Taki jest najlepszy dowód wdzięczności, oddania, hojności, odpowiedzi na łaskę. I kiedy wypełnimy to, co do nas należało i być może zbieramy owoce, musimy umieć odnosić wszystko do Boga, nie dopuszczając żadnej pysznej myśli. „Na tym polega minimum dobrych dyspozycji u osób, które pracują z duszami. Narzędzie nigdy nie zostawia sobie owoców. Jeśli w naszym życiu jest coś wyśmienitego, jeśli jest coś, co podoba się Panu Bogu, co sprawia, że inne dusze mogą się zbawić i że my idziemy drogą miłości, wszystko to zawdzięczamy Bogu”18.
Jeśli nasza wdzięczność jest właśnie taka, pokorna, Jezus odpowie nam tak, jak odpowiedział dziękującemu trędowatemu: twoja wiara cię uzdrowiła19.

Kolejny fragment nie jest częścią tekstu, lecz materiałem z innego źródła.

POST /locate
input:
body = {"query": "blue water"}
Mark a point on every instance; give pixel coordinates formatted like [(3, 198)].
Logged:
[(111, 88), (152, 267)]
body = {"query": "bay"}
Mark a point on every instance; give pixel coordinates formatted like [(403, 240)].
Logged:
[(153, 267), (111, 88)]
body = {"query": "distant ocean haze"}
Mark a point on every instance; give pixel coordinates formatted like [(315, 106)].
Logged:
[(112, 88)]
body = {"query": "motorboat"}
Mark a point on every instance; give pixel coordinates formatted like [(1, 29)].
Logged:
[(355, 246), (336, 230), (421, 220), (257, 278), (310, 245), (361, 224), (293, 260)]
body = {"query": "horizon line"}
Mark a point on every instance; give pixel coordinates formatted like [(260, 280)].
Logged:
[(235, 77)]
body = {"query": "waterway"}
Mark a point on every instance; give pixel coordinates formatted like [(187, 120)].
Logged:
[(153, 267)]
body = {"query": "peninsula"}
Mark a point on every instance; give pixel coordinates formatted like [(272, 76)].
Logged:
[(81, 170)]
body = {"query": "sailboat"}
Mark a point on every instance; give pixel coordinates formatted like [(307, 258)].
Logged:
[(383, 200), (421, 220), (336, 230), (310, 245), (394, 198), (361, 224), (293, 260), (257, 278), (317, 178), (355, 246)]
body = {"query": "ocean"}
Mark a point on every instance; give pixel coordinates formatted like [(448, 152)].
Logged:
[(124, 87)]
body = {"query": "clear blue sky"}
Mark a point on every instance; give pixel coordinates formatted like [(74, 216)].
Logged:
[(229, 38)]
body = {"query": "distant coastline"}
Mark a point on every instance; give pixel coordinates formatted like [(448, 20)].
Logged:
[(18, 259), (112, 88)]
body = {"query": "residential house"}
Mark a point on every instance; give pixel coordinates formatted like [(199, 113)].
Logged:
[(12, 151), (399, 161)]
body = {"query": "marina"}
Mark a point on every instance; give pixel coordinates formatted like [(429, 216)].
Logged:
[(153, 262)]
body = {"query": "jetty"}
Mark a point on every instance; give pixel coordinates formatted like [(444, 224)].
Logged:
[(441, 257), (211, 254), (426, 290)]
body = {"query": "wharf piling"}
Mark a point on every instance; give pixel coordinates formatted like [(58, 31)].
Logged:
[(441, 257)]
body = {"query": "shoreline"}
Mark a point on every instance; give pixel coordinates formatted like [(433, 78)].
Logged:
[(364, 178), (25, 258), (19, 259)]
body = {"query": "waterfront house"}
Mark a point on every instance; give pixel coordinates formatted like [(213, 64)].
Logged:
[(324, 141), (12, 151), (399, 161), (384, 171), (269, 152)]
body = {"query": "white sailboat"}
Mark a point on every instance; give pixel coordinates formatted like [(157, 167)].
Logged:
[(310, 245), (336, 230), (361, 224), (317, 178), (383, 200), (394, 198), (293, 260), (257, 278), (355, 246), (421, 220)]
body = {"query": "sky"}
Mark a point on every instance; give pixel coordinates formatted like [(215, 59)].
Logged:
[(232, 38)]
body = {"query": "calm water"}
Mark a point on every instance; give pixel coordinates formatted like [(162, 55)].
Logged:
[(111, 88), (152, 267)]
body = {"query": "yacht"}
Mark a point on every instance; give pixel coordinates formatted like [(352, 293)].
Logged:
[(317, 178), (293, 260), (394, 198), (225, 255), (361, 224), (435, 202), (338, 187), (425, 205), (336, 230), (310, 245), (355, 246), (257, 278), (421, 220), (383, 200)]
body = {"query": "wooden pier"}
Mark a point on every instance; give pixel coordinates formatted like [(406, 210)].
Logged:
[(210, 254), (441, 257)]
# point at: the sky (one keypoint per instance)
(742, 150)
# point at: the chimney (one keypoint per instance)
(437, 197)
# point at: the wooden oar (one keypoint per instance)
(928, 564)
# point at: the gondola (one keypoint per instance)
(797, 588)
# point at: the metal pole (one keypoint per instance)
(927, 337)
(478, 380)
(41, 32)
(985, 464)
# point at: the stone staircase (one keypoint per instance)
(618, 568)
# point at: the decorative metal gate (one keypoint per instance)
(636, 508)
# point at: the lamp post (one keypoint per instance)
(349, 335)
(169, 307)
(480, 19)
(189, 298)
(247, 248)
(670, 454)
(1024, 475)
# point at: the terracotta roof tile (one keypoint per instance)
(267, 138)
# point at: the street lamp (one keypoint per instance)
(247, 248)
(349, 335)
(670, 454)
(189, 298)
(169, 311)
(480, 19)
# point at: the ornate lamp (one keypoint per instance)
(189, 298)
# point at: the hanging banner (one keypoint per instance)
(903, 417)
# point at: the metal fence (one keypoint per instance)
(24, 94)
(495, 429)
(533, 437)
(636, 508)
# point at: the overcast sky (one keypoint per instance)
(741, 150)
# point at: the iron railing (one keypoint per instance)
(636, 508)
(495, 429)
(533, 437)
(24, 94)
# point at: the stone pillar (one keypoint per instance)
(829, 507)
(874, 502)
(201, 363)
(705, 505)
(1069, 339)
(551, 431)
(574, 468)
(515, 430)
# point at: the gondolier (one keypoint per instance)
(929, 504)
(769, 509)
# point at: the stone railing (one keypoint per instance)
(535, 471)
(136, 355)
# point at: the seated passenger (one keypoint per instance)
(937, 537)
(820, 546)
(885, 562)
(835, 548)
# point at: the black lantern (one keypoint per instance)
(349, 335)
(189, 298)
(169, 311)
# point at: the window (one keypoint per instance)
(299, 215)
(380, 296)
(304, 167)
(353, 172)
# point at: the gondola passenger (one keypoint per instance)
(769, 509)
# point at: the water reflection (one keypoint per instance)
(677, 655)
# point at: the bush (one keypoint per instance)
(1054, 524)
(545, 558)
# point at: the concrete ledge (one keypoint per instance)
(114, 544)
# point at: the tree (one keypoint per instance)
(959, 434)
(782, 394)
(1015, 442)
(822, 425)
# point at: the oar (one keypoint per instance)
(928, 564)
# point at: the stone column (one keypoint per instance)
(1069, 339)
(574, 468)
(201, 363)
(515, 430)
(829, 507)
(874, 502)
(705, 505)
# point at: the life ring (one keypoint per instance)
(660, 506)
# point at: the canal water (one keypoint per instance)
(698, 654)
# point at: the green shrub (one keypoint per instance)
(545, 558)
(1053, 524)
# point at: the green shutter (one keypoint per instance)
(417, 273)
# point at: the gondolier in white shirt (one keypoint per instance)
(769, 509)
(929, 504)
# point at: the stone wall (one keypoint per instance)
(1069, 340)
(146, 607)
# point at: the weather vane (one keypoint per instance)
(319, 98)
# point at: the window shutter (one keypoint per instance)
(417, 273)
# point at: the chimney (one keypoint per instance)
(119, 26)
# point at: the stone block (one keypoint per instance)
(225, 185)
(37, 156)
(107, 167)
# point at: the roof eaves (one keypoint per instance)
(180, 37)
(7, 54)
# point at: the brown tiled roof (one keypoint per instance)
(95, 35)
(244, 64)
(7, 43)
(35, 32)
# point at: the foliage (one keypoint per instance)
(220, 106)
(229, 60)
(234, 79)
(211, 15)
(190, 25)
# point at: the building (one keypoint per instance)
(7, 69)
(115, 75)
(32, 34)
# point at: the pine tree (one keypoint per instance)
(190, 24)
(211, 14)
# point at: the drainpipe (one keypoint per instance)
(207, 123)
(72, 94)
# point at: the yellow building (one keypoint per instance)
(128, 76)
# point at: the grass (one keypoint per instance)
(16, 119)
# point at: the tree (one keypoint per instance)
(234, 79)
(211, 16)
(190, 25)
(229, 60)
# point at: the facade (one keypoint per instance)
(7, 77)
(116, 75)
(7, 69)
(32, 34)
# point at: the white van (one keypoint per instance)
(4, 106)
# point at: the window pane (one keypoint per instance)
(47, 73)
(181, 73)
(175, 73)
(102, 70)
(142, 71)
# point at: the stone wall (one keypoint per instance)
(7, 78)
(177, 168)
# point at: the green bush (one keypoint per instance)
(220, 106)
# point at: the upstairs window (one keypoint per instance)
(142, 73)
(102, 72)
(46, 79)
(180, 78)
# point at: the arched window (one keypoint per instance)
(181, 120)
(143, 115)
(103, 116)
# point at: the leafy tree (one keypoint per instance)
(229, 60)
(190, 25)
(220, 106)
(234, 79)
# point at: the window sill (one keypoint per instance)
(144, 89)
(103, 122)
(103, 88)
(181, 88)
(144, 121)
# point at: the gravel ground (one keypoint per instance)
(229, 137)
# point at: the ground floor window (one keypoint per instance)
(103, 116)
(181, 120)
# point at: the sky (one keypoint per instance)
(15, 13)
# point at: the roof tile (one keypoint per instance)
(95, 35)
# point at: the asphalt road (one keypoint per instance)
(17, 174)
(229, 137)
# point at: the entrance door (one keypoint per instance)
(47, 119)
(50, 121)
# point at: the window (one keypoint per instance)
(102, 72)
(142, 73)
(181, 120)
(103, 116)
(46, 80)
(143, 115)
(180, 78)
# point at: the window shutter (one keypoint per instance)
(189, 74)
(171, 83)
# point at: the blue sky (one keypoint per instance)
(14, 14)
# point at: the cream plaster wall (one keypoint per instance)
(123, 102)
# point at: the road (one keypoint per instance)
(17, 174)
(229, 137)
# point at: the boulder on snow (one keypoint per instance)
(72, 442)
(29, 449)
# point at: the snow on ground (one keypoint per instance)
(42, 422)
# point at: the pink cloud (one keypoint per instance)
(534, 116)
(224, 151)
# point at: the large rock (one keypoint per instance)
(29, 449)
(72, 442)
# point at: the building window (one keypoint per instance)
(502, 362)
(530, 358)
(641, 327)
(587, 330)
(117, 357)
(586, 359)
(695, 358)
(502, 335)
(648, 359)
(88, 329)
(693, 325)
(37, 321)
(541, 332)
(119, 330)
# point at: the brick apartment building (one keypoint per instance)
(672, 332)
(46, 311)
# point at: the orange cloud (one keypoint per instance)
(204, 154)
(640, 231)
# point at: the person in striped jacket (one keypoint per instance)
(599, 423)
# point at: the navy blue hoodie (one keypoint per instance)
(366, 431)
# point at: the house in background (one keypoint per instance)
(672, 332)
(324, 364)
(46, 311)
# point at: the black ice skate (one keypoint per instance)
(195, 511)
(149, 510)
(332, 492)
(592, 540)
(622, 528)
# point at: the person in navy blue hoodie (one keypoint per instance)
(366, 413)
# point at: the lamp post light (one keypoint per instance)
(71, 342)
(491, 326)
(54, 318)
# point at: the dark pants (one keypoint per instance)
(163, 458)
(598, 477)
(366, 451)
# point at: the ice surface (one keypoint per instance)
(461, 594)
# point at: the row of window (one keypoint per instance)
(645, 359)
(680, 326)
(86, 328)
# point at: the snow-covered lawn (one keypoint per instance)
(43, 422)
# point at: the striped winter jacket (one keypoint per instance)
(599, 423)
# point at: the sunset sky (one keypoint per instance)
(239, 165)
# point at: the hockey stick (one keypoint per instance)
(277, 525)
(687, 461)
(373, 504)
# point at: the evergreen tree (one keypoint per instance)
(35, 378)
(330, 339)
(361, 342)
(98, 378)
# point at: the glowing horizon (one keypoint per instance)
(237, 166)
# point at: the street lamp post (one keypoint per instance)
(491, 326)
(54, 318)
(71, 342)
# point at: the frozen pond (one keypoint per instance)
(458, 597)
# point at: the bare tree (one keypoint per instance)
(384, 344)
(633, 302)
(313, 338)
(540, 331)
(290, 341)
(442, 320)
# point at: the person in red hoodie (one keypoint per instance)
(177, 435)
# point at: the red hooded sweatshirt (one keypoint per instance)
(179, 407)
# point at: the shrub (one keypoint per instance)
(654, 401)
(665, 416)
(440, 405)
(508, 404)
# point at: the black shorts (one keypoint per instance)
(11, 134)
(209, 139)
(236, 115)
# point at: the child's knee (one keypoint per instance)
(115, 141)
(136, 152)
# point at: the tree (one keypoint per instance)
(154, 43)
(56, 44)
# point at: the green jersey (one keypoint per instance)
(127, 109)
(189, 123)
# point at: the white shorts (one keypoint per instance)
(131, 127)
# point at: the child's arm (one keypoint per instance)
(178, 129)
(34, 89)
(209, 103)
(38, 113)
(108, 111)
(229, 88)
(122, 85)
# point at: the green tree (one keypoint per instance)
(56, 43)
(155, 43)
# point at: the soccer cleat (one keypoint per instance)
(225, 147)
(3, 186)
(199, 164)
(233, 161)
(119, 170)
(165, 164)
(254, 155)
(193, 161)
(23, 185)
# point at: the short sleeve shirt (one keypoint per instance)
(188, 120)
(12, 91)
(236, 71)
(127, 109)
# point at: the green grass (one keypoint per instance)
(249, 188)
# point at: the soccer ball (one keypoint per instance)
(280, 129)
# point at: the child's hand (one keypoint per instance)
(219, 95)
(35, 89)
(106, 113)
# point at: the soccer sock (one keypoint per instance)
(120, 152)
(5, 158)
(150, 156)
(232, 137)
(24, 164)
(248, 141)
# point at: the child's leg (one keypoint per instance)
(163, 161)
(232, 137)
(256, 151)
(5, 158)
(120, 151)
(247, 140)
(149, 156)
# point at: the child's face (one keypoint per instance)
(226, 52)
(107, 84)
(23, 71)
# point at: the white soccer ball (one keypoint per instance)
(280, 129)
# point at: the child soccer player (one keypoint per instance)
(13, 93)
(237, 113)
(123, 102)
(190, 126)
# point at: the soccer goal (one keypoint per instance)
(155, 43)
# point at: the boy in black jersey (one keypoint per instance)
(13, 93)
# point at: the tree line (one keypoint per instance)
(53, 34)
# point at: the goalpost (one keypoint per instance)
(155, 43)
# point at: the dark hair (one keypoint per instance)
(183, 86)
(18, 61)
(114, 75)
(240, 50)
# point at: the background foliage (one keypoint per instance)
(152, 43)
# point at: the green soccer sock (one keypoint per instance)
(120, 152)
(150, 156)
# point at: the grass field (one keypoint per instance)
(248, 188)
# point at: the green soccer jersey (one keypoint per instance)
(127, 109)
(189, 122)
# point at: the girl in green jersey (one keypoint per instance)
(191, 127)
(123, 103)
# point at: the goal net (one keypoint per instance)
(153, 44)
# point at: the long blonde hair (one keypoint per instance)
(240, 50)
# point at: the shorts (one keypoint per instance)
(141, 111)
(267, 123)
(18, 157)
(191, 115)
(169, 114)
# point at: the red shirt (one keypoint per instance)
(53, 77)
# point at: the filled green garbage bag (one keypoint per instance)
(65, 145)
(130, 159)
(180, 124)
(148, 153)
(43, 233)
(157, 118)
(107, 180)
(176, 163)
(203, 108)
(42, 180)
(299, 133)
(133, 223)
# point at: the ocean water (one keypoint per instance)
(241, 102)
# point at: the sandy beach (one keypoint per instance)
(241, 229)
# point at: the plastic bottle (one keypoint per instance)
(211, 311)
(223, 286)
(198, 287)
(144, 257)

Kończymy naszą modlitwę, dziękując także Matce Bożej, bo to z Jej ręki otrzymujemy od Boga wszystkie dary. Dała nam Jezusa, błogosławiony owoc żywota, uzyskała u Boga nasze powołanie i nieustannie nad nami czuwa. „Nigdy nie miałeś ochoty, aby wśród całusów i zabawy powiedzieć do swojej mamy: jaka jesteś dobra! Więc powiedz to Maryi: Matko moja, jaka jesteś dobra!”20
1 Ewangelia (C)(Łk 17,12-13).
2 Ewangelia (C)(Łk 17,17).
3 Ewangelia (C)(Łk 17,16).
4 Ad Laudes (Ps 118,1-4).
5 Św. Tomasz, S. Th. II-II, q.106, a. 3 ad 5.
6 Św. Josemaría, Droga, nr 268.
7 Św. Augustyn, Epistola 72.
9 Św. Josemaría, Medytacja Tiempo de acción de gracias, 25 XII 1972.
10 1 Kor 4,7.
11 Św. Josemaría, Medytacja Tiempo de acción de gracias, 25 XII 1972.
12 Św. Tomasz, S. Th. II-II, q.106, a.6 ad 2.
13 2 P 1,4.
14 Św. Josemaría.
15 Św. Josemaría, Medytacja Tiempo de acción de gracias, 25 XII 1972.
16 Mk 1,44.
17 Św. Josemaría.
18 Św. Josemaría, Medytacja Tiempo de acción de gracias, 25 XII 1972.
19 Ewangelia (C)(Łk 17,19).
Św. Josemaría, Medytacja, 2 XII 1951.